Originally Posted by

**sidhlyn** Gosh....thank you so much....

But....

"This leads to the system

a+b+c=0

c-b=0

-4a=8 "

is the very part I don't get.

I don't know how you got these figures. ?

I don't understand how to get to (A+B+C)y^2 + 2(C-B)y-4A?

Where did the extra A, B, & C come from.

I'm sorry....our instructer did not show us this way, but the textbook has it set up like how you've explained.

The textbook does not break down HOW to do that either.

They just print it as you did & then gives the "systems." How do you get to the systems?

I did get the antiderivative finally, but I really WANT to know HOW to do those necessary middle steps that I'm missing.
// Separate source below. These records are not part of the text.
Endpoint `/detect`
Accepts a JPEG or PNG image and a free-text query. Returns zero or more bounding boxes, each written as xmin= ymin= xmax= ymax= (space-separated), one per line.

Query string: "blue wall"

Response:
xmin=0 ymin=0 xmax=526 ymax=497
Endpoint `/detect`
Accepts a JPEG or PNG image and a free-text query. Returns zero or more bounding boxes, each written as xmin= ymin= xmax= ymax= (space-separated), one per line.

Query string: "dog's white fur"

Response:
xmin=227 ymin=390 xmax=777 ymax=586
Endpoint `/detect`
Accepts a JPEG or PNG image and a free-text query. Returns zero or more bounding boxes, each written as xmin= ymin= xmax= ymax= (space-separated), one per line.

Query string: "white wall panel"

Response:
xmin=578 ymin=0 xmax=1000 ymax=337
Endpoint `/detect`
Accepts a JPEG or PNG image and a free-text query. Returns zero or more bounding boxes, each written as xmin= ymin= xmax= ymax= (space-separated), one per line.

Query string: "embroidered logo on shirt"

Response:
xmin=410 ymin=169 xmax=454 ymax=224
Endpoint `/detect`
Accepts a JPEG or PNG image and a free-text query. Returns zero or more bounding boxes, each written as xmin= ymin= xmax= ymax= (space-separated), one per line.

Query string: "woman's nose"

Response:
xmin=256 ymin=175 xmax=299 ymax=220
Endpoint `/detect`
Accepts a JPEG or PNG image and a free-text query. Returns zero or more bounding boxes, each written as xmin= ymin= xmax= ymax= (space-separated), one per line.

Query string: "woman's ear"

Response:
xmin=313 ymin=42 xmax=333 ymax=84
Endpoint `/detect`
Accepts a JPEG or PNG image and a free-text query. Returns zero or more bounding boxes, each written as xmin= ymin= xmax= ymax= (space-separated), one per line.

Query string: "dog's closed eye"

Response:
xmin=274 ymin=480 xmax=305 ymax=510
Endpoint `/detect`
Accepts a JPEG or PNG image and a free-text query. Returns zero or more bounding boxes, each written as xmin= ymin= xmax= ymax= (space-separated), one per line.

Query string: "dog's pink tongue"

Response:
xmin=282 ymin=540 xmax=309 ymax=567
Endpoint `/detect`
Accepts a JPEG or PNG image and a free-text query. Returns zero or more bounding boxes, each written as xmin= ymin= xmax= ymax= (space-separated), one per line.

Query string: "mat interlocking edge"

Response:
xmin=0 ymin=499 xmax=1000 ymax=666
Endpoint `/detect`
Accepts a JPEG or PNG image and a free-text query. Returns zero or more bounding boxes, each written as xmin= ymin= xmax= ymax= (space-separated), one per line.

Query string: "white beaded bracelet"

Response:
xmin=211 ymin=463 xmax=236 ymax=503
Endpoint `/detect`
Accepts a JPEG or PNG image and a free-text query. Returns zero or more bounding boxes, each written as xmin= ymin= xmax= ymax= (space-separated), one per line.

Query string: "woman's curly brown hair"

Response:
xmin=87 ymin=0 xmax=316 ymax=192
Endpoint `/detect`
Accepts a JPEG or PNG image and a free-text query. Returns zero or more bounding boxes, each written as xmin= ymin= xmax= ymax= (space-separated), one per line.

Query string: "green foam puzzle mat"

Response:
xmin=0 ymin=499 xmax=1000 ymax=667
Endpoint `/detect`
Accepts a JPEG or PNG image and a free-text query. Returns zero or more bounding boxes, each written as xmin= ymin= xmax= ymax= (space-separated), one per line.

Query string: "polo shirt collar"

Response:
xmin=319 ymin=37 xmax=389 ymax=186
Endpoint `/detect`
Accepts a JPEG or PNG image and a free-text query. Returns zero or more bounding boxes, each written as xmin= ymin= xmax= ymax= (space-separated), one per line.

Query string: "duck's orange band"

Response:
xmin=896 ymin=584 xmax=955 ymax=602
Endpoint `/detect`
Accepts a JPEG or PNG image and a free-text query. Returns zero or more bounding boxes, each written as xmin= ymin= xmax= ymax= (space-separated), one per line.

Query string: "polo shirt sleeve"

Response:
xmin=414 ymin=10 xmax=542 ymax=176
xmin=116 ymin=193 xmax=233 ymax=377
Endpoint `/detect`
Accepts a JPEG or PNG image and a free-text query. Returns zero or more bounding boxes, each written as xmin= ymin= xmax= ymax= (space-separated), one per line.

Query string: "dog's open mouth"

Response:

LOL- I think I was going about it the "long" way and was able to come up with A= -4 & C=1, but got stumped on solving for B because there's no way to zero out the C with "y^2= -2y" from: 8=A(y^2-4)=B(y^2-2y)+C(y^2+2y) with plugging in "y" values as we were shown by our instructor.

When you get the chance, can I please have the breakdown on how to get those "systems?" <Anyone out there who has the patience to list that out- please?> I appreciate your help & can use the info provided on my homework, but I have just got to know how to do that. I'm sure it's probably something simple I'm not seeing.

Thanks a million!!